You can apply this principle to any incremental dollar received over your average base income eg: annual raises, bonuses, cash gifts, winnings, inheritance etc.,
Your saving (or investment) pattern i.e., which savings/investment instruments you choose depends on your risk profile.
You'll almost always be better off putting your extra cash into index funds instead of overpaying a mortgage.
Index funds historically return ~7% long-term, while your mortgage will likely be 3-5%. By overpaying a mortgage, you're missing out on an extra 2-4%: it's better to pay ~4% in order to get a gain of ~7% elsewhere.
Not to mention that every cent you put in to your mortgage is now locked in to your home equity, meaning it's difficult to access that money if you need it. You can sell your stock holdings and have the cash in a matter of days. Accessing the money you put in to mortgage repayment probably means taking out a HELOC or similar, which takes time and requires getting approved for the loan. If you're in a particularly bad situation, this might not even be plausible. And you'll pay extra interest for the privilege of accessing your own wealth.
On top of all of that, the tax implications are bad too. Long-term capital gains rates are low. Mortgage interest you pay is deductible. You lose both those benefits by overpaying your mortgage instead of investing the cash.
Of course, in fairness, early repaying a mortgage is a guaranteed return of 4%, while investing in the markets carries risk. However, in OP's situation—where they likely won't need any of this extra cash on short notice—you can ride out down markets and sell once they've recovered.
Also, people often say that you shouldn't invest money that you don't need in less than five years. The present time is a good example of that. So, treating securities investments as liquid in periods smaller than that is dangerous.
Assessing potential risk is just as important as assessing gains.

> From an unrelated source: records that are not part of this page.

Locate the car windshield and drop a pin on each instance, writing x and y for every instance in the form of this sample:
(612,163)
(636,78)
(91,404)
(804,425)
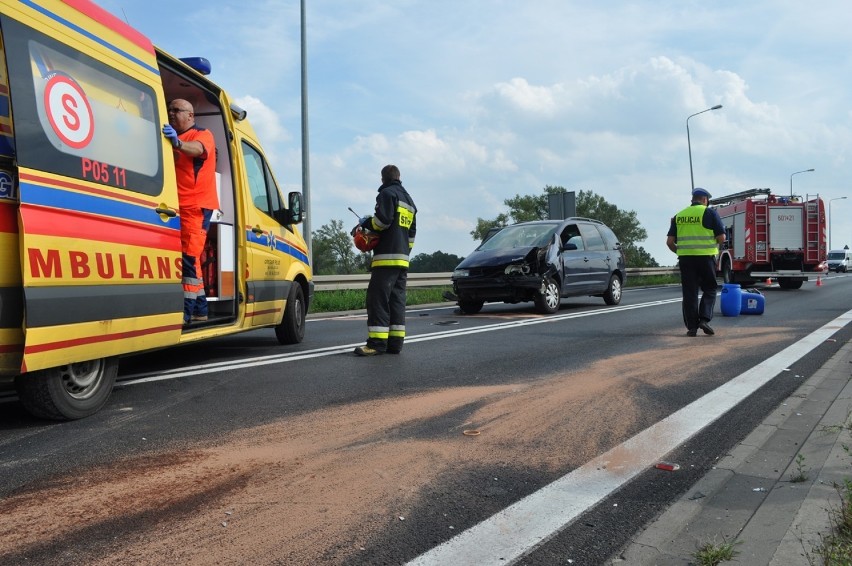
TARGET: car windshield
(520,236)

1. Don't make any sudden changes! Think for a least a month before making any big purchase, sometimes it still is desirable after waiting, sometimes it is not! You got this far without it so far, so another month isn't a big deal.
2. Use a tool like projectionlab.com or a spreadsheet to calculate how much you want to be saving for retirement. If you're maxing out tax-advantaged accounts that is pretty good already, but it is good to have a target for how much to save each year on top of that.
3. Try to keep your "burn rate" low. I think it is better to try and keep your long term recurring costs based off of your old salary as long as possible. Pay cash for any fun things, so if you lost your job tomorrow you don't have big obligations like a huge mortgage or lease payments.
The term I heard is HENRY - High Earner, Not Rich Yet! A lot of people spend it as soon as they make it and never accumulate wealth.
Good dinners are more affordable than fancy ones (even if you eat out for both, you get more for your money at an "average" restaurant than a top class one that exists only to show other people how much money one has).
I'd mainly focus on the things that take up at minimum 1/5th of your lives: Bed quality is nice to improve, keyboard/mouse/screen/computer, shoes, etc.
whatever amount spent, just make sure your savings are always increasing, the faster the better, but don't feel the need to over-do it.
but past that, invest a portion of your savings, since banks rarely meet inflation rates.
Index funds, housing, crypto if you feel daring, etc, don't invest too much (especially if monkeypox becomes a full-blown thing), but also don't invest too little, (or you are basically losing money over time)
and then through that, your retirement will arrive earlier
Maybe enjoy some extra travel but otherwise I try to be pretty anti-consumption soas not to get swept up in the hedonistic treadmill involved with keeping up with the Joneses.
I’m not in the extreme thrift camp but we have no debt aside from mortgage and aren’t into conspicuous consumption. Our van is an 03.